Friedman, vice president of information services at Burlington, N.J.-based Burlington Coat Factory Warehouse Corp., is planning a move from Unix to the open-source operating platform Linux. His company currently runs about 1,500 Dell workstations. And Friedman is excited about grid computing.

That combination of interests -- Linux, Dell and grid computing -- made Friedman the ideal OracleWorld attendee yesterday. OracleWorld 2003 kicked off Monday with consecutive keynote speeches from the company's executive vice president, Charles Phillips, and Dell Inc.'s chairman and CEO, Michael Dell.

"I like the optimism I see out of Oracle and out of Dell," said Friedman, following Dell's appearance. "It really seems like they see a real emerging market for grid technology."

This year, OracleWorld is all about the grid. Today, Oracle CEO Larry Ellison will take the tens of thousands of OracleWorld attendees on a "journey to the center of the grid," with a keynote speech with that title.

Forming the grid

On Monday, Oracle unveiled the products that will make up the new Oracle grid. They include the newest database release, 10g and Oracle Application Server 10g. Also at the five-day event, users will be introduced to two other new products, the Oracle JDeveloper 10g and Oracle Grid Control.

While every OracleWorld is considered important by the company, Phillips told a packed auditorium that this year's user event is a "milestone" because of the importance of grid technology.

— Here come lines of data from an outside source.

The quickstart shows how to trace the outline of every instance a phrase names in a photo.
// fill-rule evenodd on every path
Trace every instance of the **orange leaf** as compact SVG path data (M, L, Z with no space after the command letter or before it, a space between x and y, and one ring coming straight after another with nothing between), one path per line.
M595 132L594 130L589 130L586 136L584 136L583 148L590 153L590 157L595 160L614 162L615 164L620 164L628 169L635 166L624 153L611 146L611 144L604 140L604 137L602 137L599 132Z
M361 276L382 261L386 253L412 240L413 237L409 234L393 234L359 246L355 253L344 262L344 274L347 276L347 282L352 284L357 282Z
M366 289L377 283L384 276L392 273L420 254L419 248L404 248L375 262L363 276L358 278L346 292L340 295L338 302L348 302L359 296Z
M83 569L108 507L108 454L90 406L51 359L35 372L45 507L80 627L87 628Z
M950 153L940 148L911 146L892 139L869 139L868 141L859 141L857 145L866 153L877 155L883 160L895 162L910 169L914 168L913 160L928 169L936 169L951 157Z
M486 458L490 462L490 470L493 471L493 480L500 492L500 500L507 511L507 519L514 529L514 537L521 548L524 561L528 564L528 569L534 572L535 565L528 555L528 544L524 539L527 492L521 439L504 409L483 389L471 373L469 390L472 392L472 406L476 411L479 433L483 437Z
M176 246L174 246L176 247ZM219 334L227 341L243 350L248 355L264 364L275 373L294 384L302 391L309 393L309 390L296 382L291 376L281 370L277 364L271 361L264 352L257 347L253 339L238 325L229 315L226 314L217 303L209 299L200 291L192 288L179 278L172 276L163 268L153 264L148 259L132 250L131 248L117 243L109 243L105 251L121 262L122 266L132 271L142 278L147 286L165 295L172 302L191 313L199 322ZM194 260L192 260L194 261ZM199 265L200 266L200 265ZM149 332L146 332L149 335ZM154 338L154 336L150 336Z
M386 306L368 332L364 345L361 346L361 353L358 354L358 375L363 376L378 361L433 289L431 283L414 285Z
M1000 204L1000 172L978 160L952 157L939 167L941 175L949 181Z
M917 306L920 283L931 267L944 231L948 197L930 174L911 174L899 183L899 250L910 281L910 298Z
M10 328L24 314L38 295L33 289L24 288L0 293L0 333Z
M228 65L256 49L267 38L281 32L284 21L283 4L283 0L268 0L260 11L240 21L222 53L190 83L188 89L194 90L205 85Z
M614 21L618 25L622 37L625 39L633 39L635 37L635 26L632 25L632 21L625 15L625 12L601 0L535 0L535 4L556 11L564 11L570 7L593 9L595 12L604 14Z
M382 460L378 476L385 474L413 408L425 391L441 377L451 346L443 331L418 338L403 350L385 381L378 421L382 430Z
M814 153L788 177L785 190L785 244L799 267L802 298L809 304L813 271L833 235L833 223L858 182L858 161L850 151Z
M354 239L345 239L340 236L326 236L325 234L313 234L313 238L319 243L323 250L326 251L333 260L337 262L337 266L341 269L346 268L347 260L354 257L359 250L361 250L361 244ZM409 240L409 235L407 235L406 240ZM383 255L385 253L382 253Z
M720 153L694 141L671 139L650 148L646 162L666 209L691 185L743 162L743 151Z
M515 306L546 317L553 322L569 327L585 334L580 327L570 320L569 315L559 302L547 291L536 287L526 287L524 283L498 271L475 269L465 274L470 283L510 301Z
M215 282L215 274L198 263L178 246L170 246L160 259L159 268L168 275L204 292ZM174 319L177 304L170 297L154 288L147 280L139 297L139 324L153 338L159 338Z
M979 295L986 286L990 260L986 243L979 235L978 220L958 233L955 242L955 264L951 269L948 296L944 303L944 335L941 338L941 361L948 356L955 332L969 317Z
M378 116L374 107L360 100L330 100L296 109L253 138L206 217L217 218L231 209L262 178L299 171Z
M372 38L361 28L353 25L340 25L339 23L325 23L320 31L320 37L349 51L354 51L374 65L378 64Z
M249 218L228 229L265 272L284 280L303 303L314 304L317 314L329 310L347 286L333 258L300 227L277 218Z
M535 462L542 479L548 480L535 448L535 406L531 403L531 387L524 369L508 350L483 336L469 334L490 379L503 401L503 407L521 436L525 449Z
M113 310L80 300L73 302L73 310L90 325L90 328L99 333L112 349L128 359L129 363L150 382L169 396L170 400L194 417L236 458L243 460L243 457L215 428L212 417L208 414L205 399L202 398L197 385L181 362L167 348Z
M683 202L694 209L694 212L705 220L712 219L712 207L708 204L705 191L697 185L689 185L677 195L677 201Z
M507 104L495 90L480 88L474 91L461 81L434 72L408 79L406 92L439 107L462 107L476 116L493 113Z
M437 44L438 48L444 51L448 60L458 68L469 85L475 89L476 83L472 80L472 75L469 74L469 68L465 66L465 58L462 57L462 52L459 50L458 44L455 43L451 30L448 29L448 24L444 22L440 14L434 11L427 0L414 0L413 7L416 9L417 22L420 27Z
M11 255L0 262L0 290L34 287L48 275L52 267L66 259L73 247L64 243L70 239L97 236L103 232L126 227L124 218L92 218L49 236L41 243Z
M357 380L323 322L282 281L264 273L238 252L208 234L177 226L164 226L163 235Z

Phillips offered attendees a typical retailer scenario, where the server running a company Web site has a near meltdown during the holiday season, as the server running the company's data warehouse sits idle. Come January, the situation, and the server workloads, are reversed. Grid computing, in its simplest terms, can rebalance the workloads. That means a more manageable, shared infrastructure, and a less expensive option than buying bigger servers, Phillips promised.

"Grid computing would load balance between the two, based on capacity standards that you set," Phillips said. He acknowledged that many people think about grid computing as a concept, not a concrete technology.

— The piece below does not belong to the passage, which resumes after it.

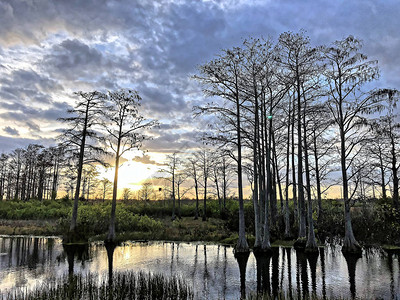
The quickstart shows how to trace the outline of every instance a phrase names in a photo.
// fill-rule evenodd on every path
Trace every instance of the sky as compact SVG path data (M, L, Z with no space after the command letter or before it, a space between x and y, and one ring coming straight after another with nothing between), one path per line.
M303 29L320 45L354 35L379 62L375 86L400 89L399 11L397 0L0 0L0 153L55 144L76 91L133 88L161 125L125 172L151 176L205 129L192 115L205 101L197 66L250 36Z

"It's easy to get skeptical and say, 'Yeah, yeah, yeah. That's for tomorrow,'" Phillips said.

A lot of things had to happen before grid computing could get the green light, he said. There needed to be widespread availability of inexpensive blade servers, as well as a popular low-cost platform such as Linux, he said. Also, the market needed storage disk technology that was not tied to servers.

"Now what you need is a software layer to tie all these things together, and that's what Oracle is bringing to the market this week," Phillips said. Oracle is telling customers they can get started on grid computing by consolidating servers and standardizing on a single platform.

Dell high on grid manageability

Dell, who spoke with reporters in a question-and-answer session following his keynote, said he believes demand for grid computing will grow quickly.

"I think companies are going to want grid because it's all about creating a set of dynamically allocated resources, and this is going to be more and more common," Dell said.

Grid computing will help customers build large-scale computing capacity from inexpensive, standardized components such as clusters of server blades and rack-mounted storage, he said.

What Oracle's 10g database brings to the mix is manageability, Dell said. Instead of adding nodes to the existing cluster as the workload increases, he said, the grid database will allocate system resources based on need.

Ken Ewald, a senior DBA at Lincoln, Neb.-based Gallup Organization, said the polling company is currently migrating to Linux and Oracle 9i.

Ewald said he is interested in how 10g deploys and manages database clusters as an enterprise grid. In the past, running Oracle Real Application Clusters on platforms such as Linux and Windows required detailed and technical knowledge of cluster operations for each platform, he said.

"We weren't going to attend this conference this year, but with all the focus on 10g, we wanted to see what it was all about."